Voilà quelques impressions et considérations qui m’ont traversé l’esprit pendant et immédiatement après la première du film Zwingli à Bienne. J’ai été invité à participer à une table ronde et à répondre à quelques questions posées par les deux responsables de la modération ou par le public.

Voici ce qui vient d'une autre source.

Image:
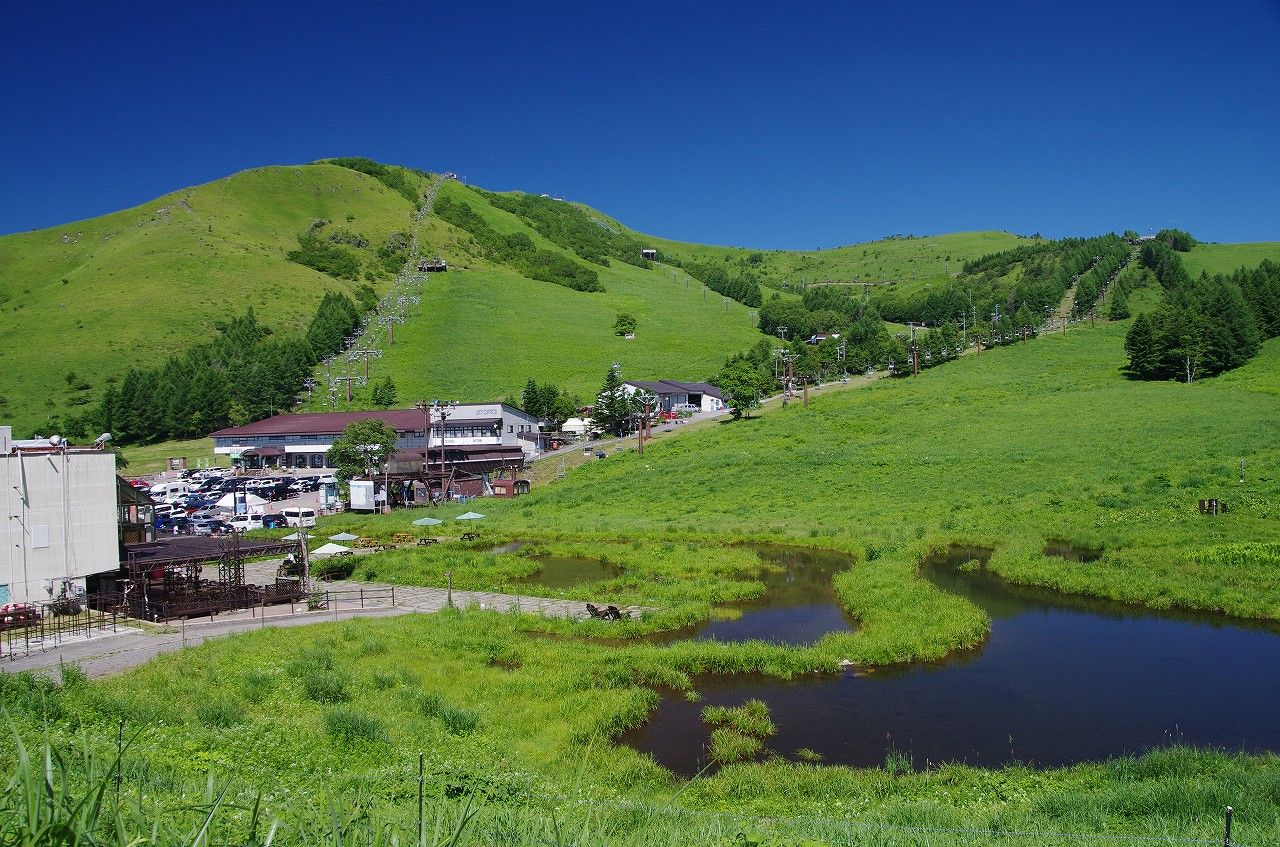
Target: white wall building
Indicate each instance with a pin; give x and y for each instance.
(676, 395)
(59, 521)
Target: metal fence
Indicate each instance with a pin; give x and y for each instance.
(44, 626)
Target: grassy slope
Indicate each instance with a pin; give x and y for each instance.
(1005, 448)
(483, 332)
(1223, 259)
(908, 261)
(154, 279)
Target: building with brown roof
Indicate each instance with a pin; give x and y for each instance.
(474, 436)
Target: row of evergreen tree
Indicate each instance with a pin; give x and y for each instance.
(1046, 274)
(1205, 325)
(243, 375)
(745, 287)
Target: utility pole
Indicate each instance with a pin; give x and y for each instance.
(366, 355)
(915, 355)
(644, 424)
(389, 323)
(348, 380)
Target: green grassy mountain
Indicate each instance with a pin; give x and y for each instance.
(83, 302)
(92, 298)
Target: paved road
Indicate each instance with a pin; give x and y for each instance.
(112, 654)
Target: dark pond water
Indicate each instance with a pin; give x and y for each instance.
(567, 572)
(560, 571)
(798, 608)
(1059, 681)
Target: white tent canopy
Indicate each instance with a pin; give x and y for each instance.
(251, 500)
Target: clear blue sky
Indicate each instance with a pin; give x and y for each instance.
(755, 124)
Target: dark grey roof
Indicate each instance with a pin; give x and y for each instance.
(676, 387)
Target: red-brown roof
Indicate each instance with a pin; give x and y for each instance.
(325, 422)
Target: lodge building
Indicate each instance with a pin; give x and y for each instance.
(474, 438)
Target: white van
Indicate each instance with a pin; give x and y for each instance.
(298, 517)
(245, 522)
(164, 490)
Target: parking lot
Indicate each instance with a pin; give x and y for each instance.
(213, 502)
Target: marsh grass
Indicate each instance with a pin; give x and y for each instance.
(351, 726)
(750, 719)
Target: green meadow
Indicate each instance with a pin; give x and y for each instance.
(319, 729)
(96, 297)
(1224, 259)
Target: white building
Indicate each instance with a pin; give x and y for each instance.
(680, 397)
(498, 431)
(59, 517)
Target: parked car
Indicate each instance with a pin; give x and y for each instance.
(179, 525)
(245, 522)
(300, 517)
(170, 489)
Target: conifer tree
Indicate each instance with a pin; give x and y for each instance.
(1144, 353)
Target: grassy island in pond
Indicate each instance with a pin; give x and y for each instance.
(1006, 449)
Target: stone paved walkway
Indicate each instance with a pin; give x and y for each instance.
(112, 654)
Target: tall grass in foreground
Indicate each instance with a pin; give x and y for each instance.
(67, 800)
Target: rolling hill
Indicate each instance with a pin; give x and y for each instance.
(86, 301)
(92, 298)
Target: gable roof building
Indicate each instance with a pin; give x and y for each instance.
(673, 394)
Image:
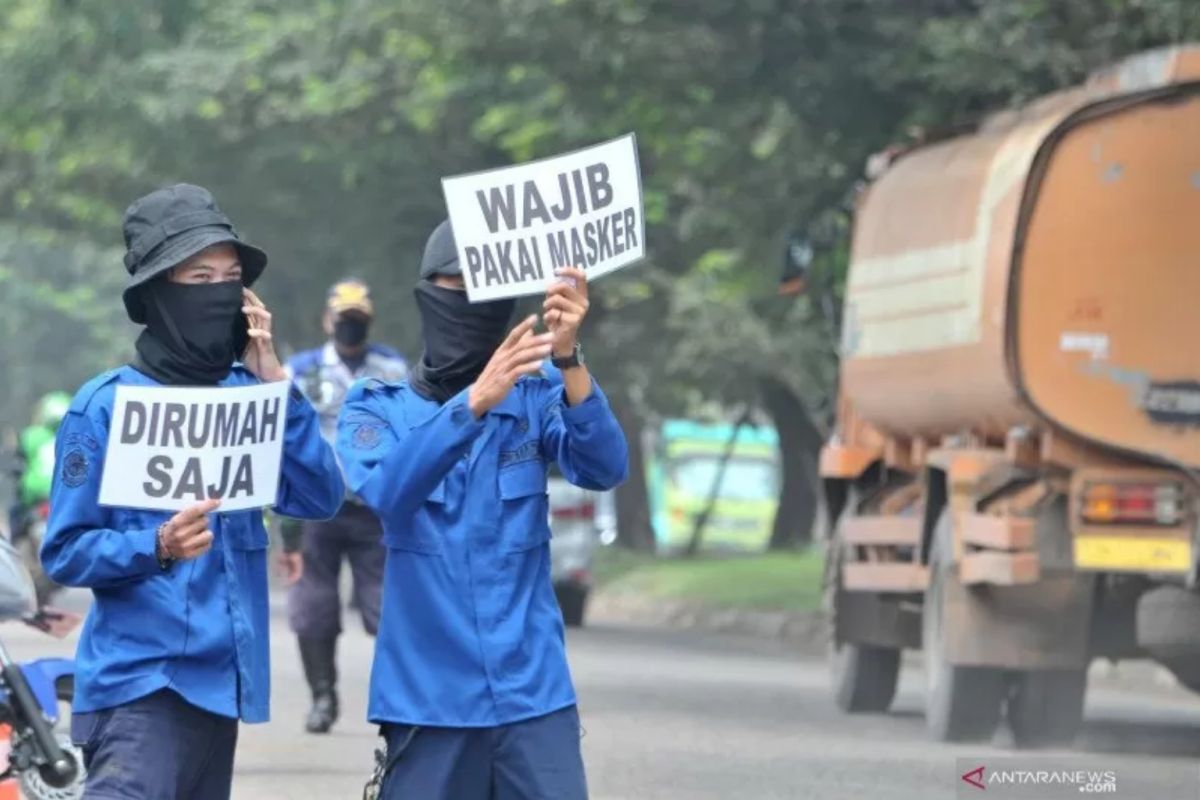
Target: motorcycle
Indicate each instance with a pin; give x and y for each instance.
(41, 758)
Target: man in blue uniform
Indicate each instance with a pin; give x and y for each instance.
(471, 683)
(175, 648)
(315, 608)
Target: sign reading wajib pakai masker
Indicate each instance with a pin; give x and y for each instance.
(515, 226)
(169, 447)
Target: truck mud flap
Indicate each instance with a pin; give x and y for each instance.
(1042, 625)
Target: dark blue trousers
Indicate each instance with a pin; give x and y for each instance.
(159, 747)
(534, 759)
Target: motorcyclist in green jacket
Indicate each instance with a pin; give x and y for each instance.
(37, 449)
(33, 475)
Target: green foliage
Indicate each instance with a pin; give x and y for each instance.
(324, 128)
(771, 582)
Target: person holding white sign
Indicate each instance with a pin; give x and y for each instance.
(471, 683)
(175, 647)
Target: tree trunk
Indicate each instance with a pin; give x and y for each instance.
(714, 491)
(634, 529)
(799, 444)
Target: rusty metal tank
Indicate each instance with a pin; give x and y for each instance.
(1041, 270)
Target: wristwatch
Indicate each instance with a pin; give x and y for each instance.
(166, 560)
(571, 361)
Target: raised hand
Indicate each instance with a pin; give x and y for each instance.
(259, 356)
(186, 535)
(520, 354)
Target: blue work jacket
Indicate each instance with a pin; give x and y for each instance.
(199, 627)
(471, 635)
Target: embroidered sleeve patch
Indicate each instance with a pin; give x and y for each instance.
(75, 468)
(82, 439)
(366, 437)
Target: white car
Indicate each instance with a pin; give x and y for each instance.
(580, 519)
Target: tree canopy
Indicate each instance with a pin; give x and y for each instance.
(323, 127)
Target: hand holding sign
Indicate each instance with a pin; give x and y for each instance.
(259, 356)
(567, 305)
(186, 535)
(515, 227)
(521, 354)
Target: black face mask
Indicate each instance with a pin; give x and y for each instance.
(460, 338)
(351, 331)
(195, 331)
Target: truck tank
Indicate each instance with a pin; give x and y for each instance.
(1044, 269)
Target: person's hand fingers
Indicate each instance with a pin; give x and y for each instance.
(189, 529)
(535, 348)
(565, 305)
(525, 368)
(519, 332)
(197, 545)
(577, 275)
(193, 512)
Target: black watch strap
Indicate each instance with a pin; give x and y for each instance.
(571, 361)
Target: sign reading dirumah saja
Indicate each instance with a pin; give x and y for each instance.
(169, 447)
(515, 226)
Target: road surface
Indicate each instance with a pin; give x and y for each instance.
(685, 716)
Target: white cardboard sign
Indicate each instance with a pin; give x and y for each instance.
(169, 447)
(515, 226)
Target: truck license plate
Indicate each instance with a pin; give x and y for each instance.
(1133, 554)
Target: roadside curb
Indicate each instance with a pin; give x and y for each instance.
(801, 630)
(805, 632)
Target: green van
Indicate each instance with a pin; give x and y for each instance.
(683, 467)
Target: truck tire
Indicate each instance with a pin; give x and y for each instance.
(1045, 708)
(863, 677)
(1169, 623)
(961, 703)
(573, 601)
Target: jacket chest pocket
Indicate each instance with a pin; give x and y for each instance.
(245, 533)
(523, 495)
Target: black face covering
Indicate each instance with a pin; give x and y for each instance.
(351, 331)
(460, 338)
(195, 331)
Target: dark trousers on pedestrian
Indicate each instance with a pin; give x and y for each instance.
(533, 759)
(315, 606)
(157, 747)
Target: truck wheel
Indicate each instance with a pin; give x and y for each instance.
(573, 601)
(961, 703)
(863, 675)
(1047, 707)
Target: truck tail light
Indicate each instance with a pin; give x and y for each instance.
(585, 511)
(1144, 504)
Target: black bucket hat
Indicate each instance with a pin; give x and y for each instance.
(169, 226)
(441, 254)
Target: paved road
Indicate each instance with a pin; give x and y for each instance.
(684, 716)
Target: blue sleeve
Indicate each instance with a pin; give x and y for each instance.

Le film commence avec Anna Reinhart, qui deviendra l’épouse de Zwingli, et se termine avec Anna Reinhart. Elle est là depuis le début, même si vous ne la connaissez pas encore, et elle y reste pendant un bon moment après que le réformateur ait été tué et écartelé dans la guerre contre les catholiques. L’histoire d’amour entre les deux se déroule comme un fil rouge dans le film. Mais c’est Anna Reinhart, pas Zwingli, qui a le dernier mot. J’ai pensé pendant le film : Le titre pourrait être « Anna Reinhart ». Elle n’est pas seulement proche des anabaptistes – beaucoup plus proche que Zwingli. D’ailleurs, le film cache le fait que le réformateur et les anabaptistes étaient compagnons au départ. Vers la fin du film, Anna s’approche même de toute personne post-moderne, sécularisée et peut-être éloignée de l’Église. C’est probablement intentionnel et ce n’est pas un mal. Il faut réfléchir davantage, rester dans la recherche, car on ne peut s’approprier la vérité.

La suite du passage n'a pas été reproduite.